Here was a cat who was at least 10 years old, if not older, who was diabetic, asthmatic, almost blind and deaf, severely dehydrated and most likely in kidney failure. We could have spent several hundred or thousand dollars finding out what exactly was wrong, but the vet was not hopeful he would return to a healthy state.
He was, in the vet’s words, on his way out. So we decided to let him go.
I asked that we be present because I didn’t want him to die alone. He was so dehydrated that they couldn’t get a catheter in him, so they had to inject him in his stomach. It was supposed to take 30 minutes for him to die but it took less than a minute. Dr. Barker said that was an indication that he was sicker than we had suspected.
They brought him into the room in a towel and laid him on the table, where we pet his head and talked to him as he seemed to fall asleep. In less than a minute, he was gone. His little tongue was sticking out, and his face had changed back.
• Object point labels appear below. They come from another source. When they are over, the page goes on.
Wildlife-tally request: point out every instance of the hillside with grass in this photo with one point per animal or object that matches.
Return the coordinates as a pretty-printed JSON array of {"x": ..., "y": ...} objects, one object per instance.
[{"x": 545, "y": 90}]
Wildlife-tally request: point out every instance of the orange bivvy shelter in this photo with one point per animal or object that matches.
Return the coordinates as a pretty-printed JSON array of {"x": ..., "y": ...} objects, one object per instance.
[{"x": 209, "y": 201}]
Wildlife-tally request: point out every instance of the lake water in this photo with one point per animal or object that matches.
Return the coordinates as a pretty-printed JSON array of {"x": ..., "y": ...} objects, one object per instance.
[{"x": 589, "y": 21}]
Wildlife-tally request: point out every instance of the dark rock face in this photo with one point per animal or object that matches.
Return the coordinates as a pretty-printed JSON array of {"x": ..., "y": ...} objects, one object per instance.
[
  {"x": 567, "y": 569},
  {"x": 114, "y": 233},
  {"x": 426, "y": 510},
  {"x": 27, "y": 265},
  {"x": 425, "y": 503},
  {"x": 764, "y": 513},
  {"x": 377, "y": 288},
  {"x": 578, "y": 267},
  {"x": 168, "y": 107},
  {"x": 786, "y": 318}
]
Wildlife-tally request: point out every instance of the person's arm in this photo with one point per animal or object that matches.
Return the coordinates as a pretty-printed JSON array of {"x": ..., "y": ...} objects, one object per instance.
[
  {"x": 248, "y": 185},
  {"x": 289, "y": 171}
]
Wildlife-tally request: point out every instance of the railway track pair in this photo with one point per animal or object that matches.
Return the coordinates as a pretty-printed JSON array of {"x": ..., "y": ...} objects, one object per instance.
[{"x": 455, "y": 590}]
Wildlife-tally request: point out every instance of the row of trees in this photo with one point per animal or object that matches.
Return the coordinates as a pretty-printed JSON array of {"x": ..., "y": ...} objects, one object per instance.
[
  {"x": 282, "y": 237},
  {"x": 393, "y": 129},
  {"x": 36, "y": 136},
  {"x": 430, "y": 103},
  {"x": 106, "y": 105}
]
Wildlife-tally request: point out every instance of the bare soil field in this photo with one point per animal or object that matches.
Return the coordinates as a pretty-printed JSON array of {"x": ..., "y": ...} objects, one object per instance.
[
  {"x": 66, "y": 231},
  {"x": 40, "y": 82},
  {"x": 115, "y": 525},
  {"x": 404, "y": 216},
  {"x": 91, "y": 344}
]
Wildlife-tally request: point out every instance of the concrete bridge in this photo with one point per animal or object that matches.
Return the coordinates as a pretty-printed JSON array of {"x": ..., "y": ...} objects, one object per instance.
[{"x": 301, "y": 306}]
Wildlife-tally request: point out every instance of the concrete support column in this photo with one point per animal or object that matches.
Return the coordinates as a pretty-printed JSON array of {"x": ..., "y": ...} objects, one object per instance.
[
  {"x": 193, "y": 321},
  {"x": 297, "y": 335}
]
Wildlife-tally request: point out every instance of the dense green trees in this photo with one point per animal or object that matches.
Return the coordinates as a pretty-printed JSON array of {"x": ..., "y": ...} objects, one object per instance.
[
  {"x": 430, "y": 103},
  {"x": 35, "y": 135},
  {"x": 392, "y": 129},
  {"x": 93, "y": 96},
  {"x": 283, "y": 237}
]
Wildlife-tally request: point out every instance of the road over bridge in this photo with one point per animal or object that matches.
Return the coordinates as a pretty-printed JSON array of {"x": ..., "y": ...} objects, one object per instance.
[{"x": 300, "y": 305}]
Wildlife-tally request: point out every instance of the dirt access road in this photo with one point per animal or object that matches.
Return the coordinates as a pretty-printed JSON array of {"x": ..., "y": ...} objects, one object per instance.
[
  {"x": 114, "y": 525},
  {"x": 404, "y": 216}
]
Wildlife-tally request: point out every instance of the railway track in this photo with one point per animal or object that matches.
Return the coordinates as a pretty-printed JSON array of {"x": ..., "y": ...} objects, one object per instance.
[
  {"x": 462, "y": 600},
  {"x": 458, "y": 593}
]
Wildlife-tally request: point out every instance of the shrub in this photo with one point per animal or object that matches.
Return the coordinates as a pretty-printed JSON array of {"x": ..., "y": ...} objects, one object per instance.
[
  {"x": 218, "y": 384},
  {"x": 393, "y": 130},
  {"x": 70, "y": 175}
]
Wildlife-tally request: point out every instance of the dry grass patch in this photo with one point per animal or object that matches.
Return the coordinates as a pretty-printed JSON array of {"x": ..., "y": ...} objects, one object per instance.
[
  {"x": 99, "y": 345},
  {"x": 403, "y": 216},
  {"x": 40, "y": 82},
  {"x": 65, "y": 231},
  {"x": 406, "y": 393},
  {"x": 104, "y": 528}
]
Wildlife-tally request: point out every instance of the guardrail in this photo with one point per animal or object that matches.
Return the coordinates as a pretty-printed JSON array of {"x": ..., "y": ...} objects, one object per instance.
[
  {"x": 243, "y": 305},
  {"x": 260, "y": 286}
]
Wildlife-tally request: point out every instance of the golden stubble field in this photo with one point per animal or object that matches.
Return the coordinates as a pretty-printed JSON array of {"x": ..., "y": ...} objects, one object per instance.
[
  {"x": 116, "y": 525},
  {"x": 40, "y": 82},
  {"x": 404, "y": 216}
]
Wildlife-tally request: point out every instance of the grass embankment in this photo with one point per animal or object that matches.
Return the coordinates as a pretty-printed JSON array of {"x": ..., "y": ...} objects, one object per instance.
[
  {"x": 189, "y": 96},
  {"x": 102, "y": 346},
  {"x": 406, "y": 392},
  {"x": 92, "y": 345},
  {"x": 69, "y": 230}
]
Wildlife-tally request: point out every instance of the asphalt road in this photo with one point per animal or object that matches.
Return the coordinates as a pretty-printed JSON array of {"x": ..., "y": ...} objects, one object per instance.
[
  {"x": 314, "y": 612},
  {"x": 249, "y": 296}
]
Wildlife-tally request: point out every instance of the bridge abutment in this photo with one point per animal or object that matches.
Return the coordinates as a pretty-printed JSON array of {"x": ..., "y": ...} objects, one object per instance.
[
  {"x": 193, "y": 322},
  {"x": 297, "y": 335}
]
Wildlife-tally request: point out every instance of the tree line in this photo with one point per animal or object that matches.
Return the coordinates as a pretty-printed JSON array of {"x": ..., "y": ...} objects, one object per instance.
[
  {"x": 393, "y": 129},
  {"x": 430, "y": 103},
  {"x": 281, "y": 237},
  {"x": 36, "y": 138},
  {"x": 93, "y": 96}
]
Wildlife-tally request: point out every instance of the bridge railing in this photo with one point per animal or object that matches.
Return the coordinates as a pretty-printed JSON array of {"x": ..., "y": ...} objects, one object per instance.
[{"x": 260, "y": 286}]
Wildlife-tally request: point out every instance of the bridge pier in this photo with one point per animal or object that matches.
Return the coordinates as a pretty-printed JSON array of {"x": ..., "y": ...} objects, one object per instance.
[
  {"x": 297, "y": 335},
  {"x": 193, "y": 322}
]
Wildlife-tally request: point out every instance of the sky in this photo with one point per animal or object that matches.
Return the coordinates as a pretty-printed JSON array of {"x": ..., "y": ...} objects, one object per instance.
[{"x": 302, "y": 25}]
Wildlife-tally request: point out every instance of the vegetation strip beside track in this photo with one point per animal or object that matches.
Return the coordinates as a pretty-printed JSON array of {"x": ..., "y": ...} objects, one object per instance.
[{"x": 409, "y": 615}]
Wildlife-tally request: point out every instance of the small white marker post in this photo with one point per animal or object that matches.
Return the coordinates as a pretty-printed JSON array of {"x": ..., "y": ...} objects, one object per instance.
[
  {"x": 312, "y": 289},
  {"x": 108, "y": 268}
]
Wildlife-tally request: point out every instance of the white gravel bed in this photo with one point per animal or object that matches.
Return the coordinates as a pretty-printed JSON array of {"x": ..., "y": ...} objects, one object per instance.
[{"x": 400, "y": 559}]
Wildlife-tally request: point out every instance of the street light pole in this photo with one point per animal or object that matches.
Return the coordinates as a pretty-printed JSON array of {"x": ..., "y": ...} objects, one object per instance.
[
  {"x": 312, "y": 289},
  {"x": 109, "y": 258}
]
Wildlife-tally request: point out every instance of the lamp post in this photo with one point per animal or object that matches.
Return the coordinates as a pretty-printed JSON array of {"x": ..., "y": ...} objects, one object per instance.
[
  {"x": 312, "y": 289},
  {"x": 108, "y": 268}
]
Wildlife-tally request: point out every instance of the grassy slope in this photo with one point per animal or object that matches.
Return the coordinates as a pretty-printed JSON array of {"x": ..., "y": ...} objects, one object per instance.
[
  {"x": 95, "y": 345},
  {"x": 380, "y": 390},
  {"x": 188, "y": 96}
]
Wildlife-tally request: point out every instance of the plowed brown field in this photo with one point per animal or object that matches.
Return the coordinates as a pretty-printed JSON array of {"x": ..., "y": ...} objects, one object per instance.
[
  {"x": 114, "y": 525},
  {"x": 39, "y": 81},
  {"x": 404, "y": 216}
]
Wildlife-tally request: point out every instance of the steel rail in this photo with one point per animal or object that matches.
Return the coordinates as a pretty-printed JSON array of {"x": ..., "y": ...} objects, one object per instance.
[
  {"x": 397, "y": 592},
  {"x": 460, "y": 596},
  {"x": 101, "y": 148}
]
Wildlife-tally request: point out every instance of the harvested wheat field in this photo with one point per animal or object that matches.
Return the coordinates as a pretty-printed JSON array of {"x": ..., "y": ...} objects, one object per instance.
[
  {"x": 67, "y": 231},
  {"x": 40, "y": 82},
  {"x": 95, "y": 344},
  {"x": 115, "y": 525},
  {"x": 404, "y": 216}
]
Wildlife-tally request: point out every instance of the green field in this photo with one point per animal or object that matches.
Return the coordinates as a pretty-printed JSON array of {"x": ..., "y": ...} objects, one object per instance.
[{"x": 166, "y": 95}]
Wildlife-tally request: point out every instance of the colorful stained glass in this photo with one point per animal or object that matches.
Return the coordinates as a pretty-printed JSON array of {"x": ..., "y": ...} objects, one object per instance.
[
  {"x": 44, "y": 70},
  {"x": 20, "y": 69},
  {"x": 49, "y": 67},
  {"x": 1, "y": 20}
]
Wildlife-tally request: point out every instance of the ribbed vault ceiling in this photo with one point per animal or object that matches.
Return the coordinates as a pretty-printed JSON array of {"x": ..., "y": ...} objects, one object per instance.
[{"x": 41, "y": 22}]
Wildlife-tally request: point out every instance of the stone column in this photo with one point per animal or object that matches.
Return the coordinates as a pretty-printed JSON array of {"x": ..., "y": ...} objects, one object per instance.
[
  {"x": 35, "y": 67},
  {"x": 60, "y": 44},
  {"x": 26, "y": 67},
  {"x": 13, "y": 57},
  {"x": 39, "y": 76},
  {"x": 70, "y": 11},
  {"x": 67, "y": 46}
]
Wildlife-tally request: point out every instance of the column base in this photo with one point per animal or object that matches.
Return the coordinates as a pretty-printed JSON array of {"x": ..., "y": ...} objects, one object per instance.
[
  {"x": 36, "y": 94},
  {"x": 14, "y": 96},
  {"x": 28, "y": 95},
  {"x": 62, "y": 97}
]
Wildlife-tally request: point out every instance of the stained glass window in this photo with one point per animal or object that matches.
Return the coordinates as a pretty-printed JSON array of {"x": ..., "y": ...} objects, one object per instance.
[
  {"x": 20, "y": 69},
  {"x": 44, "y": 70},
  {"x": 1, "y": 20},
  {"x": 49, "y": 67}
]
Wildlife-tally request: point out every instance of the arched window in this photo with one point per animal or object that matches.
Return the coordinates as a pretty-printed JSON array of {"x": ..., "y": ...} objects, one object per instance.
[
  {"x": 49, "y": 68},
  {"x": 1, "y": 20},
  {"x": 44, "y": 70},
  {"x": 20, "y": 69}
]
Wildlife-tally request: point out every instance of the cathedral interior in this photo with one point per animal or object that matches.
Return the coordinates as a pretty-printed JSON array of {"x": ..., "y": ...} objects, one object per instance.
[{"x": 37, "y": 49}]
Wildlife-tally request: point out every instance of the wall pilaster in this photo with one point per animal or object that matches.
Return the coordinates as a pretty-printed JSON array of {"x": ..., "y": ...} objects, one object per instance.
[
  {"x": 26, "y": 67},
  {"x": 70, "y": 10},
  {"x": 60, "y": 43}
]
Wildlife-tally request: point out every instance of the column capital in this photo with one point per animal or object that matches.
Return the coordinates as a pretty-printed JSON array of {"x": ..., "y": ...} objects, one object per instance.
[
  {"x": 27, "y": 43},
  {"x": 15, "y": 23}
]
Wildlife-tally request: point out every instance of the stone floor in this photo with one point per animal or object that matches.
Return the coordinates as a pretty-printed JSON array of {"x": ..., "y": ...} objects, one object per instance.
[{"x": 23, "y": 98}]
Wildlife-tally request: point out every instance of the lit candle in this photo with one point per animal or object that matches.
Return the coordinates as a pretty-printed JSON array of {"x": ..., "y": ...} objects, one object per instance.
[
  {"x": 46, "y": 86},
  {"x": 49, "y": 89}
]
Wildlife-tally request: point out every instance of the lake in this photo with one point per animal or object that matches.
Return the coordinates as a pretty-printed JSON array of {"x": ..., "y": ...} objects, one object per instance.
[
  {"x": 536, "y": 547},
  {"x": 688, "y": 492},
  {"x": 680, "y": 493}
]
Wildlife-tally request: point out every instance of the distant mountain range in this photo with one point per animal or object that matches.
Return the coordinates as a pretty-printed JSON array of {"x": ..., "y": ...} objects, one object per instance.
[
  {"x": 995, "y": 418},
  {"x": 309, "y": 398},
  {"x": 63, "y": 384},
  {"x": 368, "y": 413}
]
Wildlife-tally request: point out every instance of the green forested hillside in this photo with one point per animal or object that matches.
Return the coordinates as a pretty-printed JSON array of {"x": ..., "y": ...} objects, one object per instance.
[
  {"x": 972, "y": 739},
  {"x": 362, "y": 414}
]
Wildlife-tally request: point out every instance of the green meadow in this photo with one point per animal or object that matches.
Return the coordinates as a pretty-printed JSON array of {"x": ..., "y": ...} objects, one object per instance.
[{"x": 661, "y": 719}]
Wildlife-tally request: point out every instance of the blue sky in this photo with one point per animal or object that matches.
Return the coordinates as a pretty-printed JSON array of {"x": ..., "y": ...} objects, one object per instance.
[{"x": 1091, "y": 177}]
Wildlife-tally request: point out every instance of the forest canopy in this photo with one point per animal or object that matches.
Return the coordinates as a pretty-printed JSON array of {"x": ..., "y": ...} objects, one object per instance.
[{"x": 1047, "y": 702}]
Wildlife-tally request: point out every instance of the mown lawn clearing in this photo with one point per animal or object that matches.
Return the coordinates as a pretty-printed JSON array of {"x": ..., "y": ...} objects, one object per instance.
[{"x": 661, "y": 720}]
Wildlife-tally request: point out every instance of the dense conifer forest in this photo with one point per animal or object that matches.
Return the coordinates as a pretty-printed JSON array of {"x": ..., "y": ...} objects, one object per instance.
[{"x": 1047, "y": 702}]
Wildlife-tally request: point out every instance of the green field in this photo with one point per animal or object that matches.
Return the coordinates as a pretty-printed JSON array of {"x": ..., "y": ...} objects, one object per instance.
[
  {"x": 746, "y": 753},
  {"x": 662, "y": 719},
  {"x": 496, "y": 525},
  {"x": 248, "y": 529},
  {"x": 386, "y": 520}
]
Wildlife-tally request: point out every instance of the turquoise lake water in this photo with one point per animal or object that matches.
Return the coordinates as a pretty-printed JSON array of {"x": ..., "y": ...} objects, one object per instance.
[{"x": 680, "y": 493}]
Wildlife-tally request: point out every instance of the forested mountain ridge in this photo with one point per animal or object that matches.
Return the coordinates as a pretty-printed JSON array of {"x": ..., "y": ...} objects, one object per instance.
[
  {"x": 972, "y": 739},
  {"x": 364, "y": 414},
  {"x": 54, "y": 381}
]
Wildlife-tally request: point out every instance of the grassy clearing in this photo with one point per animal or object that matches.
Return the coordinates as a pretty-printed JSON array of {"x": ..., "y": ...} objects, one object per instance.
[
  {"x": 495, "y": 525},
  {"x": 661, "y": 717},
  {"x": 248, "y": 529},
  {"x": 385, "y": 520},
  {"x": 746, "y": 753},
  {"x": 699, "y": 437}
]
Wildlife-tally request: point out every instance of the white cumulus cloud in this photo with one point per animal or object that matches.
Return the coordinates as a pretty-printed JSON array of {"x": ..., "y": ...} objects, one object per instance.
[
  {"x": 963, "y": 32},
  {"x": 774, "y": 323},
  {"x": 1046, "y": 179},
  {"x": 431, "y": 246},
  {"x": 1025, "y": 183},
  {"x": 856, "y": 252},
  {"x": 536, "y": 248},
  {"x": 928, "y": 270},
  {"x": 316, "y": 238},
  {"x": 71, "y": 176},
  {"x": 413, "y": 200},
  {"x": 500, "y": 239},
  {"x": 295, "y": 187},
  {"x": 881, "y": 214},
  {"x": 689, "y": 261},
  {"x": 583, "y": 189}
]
I thought this would have been easier. He was just a stray that showed up years ago. We didn’t seek him out. He wasn’t cute. And we knew he was dying. I kept hoping we would come home from work and he would be lying still under the bed. It’s a lot different when you have to make that decision for another living being, even when they’re old and sick.
I know we made the right decision. But I didn’t expect to miss him so much.